Cavatina Intercollegiate Chamber Music Competition Announces Winners for 2025
The Tamesis Quartet from the Guildhall School of Music and Drama received First Prize
The Cavatina Intercollegiate Chamber Music Competition was founded in 1961 with support from the Gerard Heller Memorial Quartet Fund and Rosemary Rapaport, and was given a fresh endowment in 2012 by the CAVATINA Chamber Music Trust.
The competition is open to chamber ensembles from the leading UK conservatoires, and each year it alternates between a focus on the string quartet and the piano trio. The 2025 edition was dedicated to the string quartet, and each ensemble played the compulsory work, which was Beethoven’s String Quartet No. 7 in F, Op. 59/1 "Razumovsky."
The Tamesis Quartet from the Guildhall School of Music and Drama was named as the winner of First Prize. The group comprises Matteo Cimatti and Phoebe Rousochatzaki (violin), Emily Clark (viola), and Theo Bently-Curtin (cello).
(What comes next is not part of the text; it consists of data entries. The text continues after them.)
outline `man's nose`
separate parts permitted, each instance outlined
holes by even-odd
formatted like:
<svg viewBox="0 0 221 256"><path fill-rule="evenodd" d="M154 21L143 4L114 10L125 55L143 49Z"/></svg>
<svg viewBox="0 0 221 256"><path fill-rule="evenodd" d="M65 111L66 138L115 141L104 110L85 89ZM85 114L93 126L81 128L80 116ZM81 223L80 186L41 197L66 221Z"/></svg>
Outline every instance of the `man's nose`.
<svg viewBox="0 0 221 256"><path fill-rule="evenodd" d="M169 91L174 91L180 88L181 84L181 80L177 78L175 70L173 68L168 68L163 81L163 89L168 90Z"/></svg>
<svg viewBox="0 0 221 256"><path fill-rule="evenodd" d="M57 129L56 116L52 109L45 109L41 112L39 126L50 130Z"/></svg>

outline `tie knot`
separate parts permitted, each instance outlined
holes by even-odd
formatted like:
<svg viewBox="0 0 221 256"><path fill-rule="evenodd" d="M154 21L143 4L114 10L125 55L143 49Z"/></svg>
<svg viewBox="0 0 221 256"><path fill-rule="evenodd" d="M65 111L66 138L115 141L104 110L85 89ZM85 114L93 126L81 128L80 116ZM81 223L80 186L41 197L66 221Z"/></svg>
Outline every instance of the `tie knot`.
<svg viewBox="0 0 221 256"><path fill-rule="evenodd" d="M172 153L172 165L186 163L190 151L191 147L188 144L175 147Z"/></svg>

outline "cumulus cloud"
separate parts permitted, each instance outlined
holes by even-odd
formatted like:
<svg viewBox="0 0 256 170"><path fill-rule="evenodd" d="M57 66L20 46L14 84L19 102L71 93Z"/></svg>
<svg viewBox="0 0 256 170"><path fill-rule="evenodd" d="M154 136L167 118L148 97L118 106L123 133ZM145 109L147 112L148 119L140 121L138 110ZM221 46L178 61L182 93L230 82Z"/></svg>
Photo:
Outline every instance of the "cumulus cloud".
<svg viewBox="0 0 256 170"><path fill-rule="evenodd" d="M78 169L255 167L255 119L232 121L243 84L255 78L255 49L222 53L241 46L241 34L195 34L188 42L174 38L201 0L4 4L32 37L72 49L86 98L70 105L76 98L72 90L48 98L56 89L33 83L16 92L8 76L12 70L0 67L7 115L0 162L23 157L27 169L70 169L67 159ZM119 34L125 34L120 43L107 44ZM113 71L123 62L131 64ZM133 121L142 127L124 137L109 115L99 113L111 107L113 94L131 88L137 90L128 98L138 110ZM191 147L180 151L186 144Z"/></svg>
As part of their prize, each player was given £500, and the group will make an appearance in the Sunday Concert series at Conway Hall.
The Karelia Quartet from the Royal Academy of Music (violinists Megan Yang and Bjorg Pas, violist Felix Pasco, and cellist Daniel Schultz) picked up Second Prize, and each player will receive £250.
Third Prize went to the Heartwood Quartet (violinists Bruno Robalo and Audrey Doyle, violist Michaela Jones, and cellist Jasmine Blackshaw-Britton) from the Royal Northern College of Music, and they each receive £150. This group also won the Audience Award.
The Irish cellist Brian O’Kane, who regularly appears with both the Cappa Ensemble and Navarra Quartet, was the 2025 competition adjudicator.